Over the past week, we’ve published articles by courageous voices in the American Muslim community. Here’s what they told us.

by
Yair Rosenberg
November 23, 2016
Andrew Biraj/AFP/Getty Images
Two people take part in the Americans Against Terrorism, Hate and Violence rally on the National Mall in Washington, D.C, where more than 30 prominent Interfaith, Social NGOs and ethnic organizations including Muslim, Christian, Jewish, Buddhist, Sikh, Hindu, and Bahai religions sponsored a rally, July 23, 2016. Andrew Biraj/AFP/Getty Images
Andrew Biraj/AFP/Getty Images
Two people take part in the Americans Against Terrorism, Hate and Violence rally on the National Mall in Washington, D.C, where more than 30 prominent Interfaith, Social NGOs and ethnic organizations including Muslim, Christian, Jewish, Buddhist, Sikh, Hindu, and Bahai religions sponsored a rally, July 23, 2016. Andrew Biraj/AFP/Getty Images

This past week, we did something here at Tablet that we’d never done before: we ran an entire series written by members of the Muslim faith. In the wake of Trump’s election, and the anti-Muslim rhetoric and proposals that fueled his rise, we felt it was important to place the experiences of those targeted front and center. And so we handed the microphone to fellows from the Muslim Leadership Initiative of the Shalom Hartman Institute, a diverse group of American Muslim leaders who have devoted months to studying the Jewish people and its history.

Here’s what they told us:

Haroon Moghul, a writer, scholar, and staff member at Hartman, wrote about how Stephen Bannon’s appointment made him realize he needed to pay closer attention to manifestations of anti-Semitism:

One thing I learned from my time at Hartman was how much more pervasive anti-Semitism was among some Muslims than I’d wanted to admit. One thing I learned over the last week was just how much more pervasive anti-Semitism is among some Americans than I would have guessed, and it’s terrifying to recognize how far and how fast that bias has come into the mainstream. Given the threats posed to both the American Muslim and Jewish communities, then, we refuse to work together at our own peril.

Alejandro Beutel of the Institute for Social Policy and Understanding wrote about how this election, his personal history, and his research into violent extremism underscored for him the pressing need for Jewish Muslim dialogue:

My emotional rollercoaster stems from this election’s collision with the multiple identities I embrace: I am the son of Jewish-Italian father and a Catholic Latina mother. I am also a Muslim by choice. (Yes, I still receive a lot of Jewish and Catholic guilt. No, I don’t get triple the holiday presents. That hasn’t happened since 2004 when Chanukah, Christmas, and Ramadan all coincided with each other.)

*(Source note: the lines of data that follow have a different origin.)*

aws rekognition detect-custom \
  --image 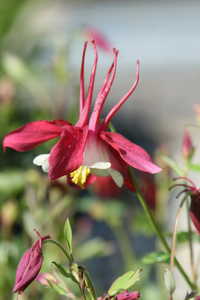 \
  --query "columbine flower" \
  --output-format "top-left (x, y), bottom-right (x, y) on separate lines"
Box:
top-left (3, 42), bottom-right (161, 189)
top-left (139, 173), bottom-right (156, 211)
top-left (13, 232), bottom-right (49, 294)
top-left (171, 177), bottom-right (200, 234)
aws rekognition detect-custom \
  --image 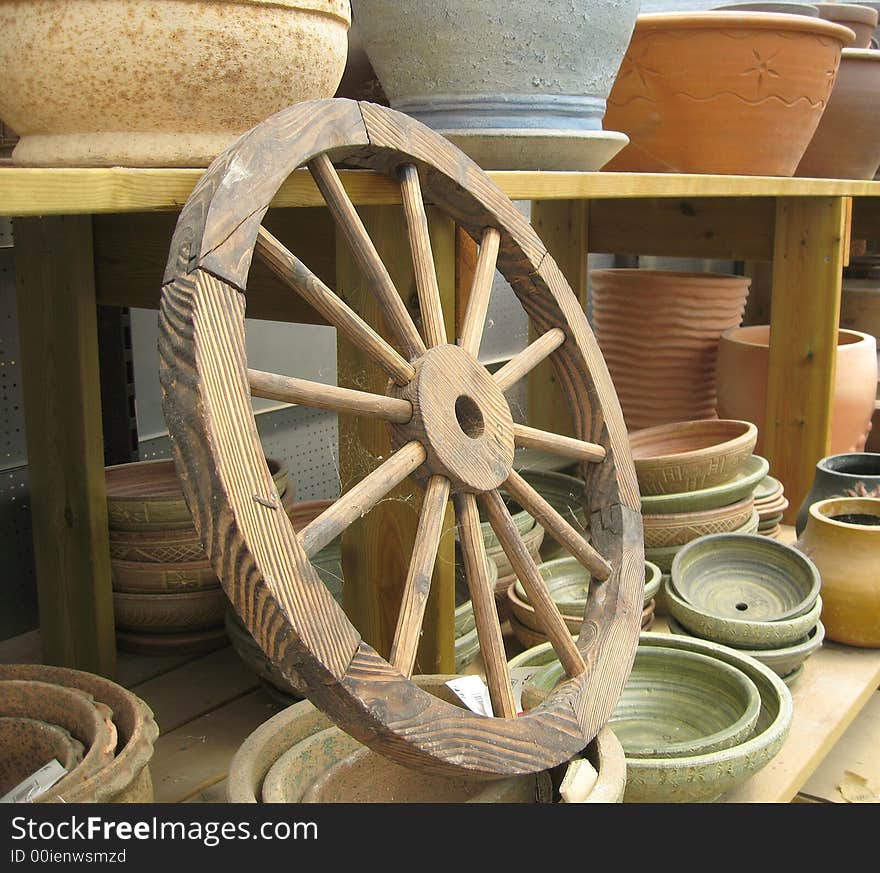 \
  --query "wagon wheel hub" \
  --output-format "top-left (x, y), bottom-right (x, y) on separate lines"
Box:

Amanda Quraishi wrote about how she became an accidental interfaith activist as a recent Muslim convert after 9/11, and how she learned that dealing with disagreement is crucial to such dialogue:

I realize now that the reason things fell apart so quickly between the Jews and Muslims I know was because the relationships we were building were, in a large sense, superficial. We talked about Abraham and hummus and Eid and Hanukkah. We talked about the things we had in common, and we completely avoided talking about points of disagreement—theological, political or otherwise. Relationships—real relationships—involve conflict, and that’s not a bad thing. Conflict is only bad when it is destructive. But productive conflict can, and does make us better individually and collectively.

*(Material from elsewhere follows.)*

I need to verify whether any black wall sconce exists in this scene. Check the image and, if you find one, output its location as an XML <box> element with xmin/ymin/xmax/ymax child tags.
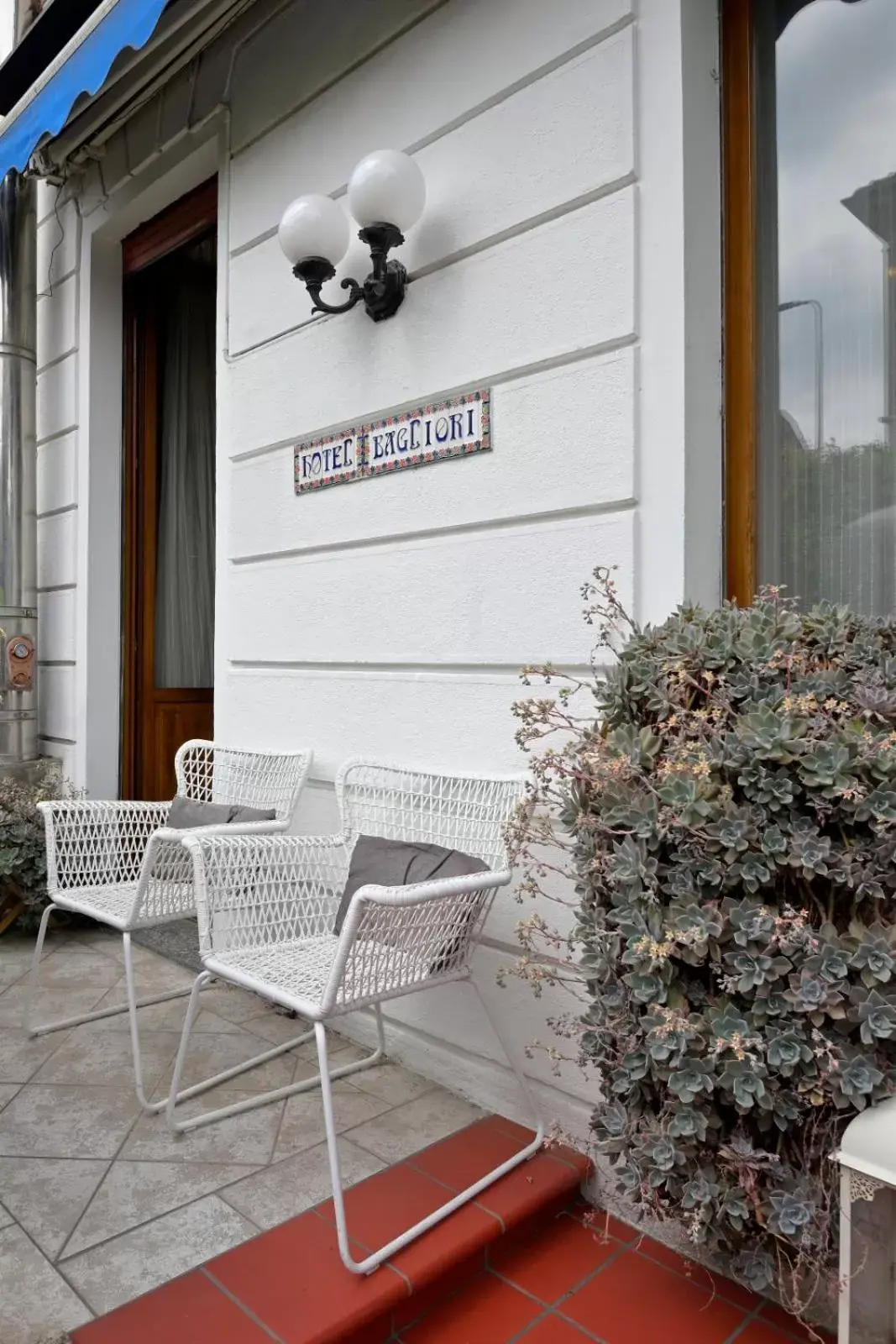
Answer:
<box><xmin>278</xmin><ymin>150</ymin><xmax>426</xmax><ymax>323</ymax></box>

Rabia Chaudry of the U.S. Institute of Peace and Serial fame wrote about why the American Jewish Committee and the Islamic Society of North America have joined forces to fight bigotry, and why some are trying to stop them:

American Muslims and Jews desperately need the leadership of their organizations now to do what is best to protect them right here, in America, in this moment of great anxiety about our future in this country. That leadership must expand to organize and build coalitions and alliances with those who we may never have engaged with before, who we adamantly disagree with on any number of issues, but with whom we also share common worries. Too much is on the line to do otherwise.

Yildirim Sivar, social entrepreneur, wrote about how participating in Hartman’s Muslim-Jewish retreat the weekend after the election helped him pull through that dark moment:

I found myself mingling with and listening to a number of Jewish communal leaders describing the urgency of alliances to combat anti-Semitism and bigotry towards other minorities. MLI’s importance was becoming clear to me. There was genuine love and cooperation in the room. The retreat felt almost like a big family getting together around the dinner table…

Hopefully, these voices will be the start of long-running and much-needed conversation here at Tablet between the American Jewish and Muslim communities. Read them all and pass them on.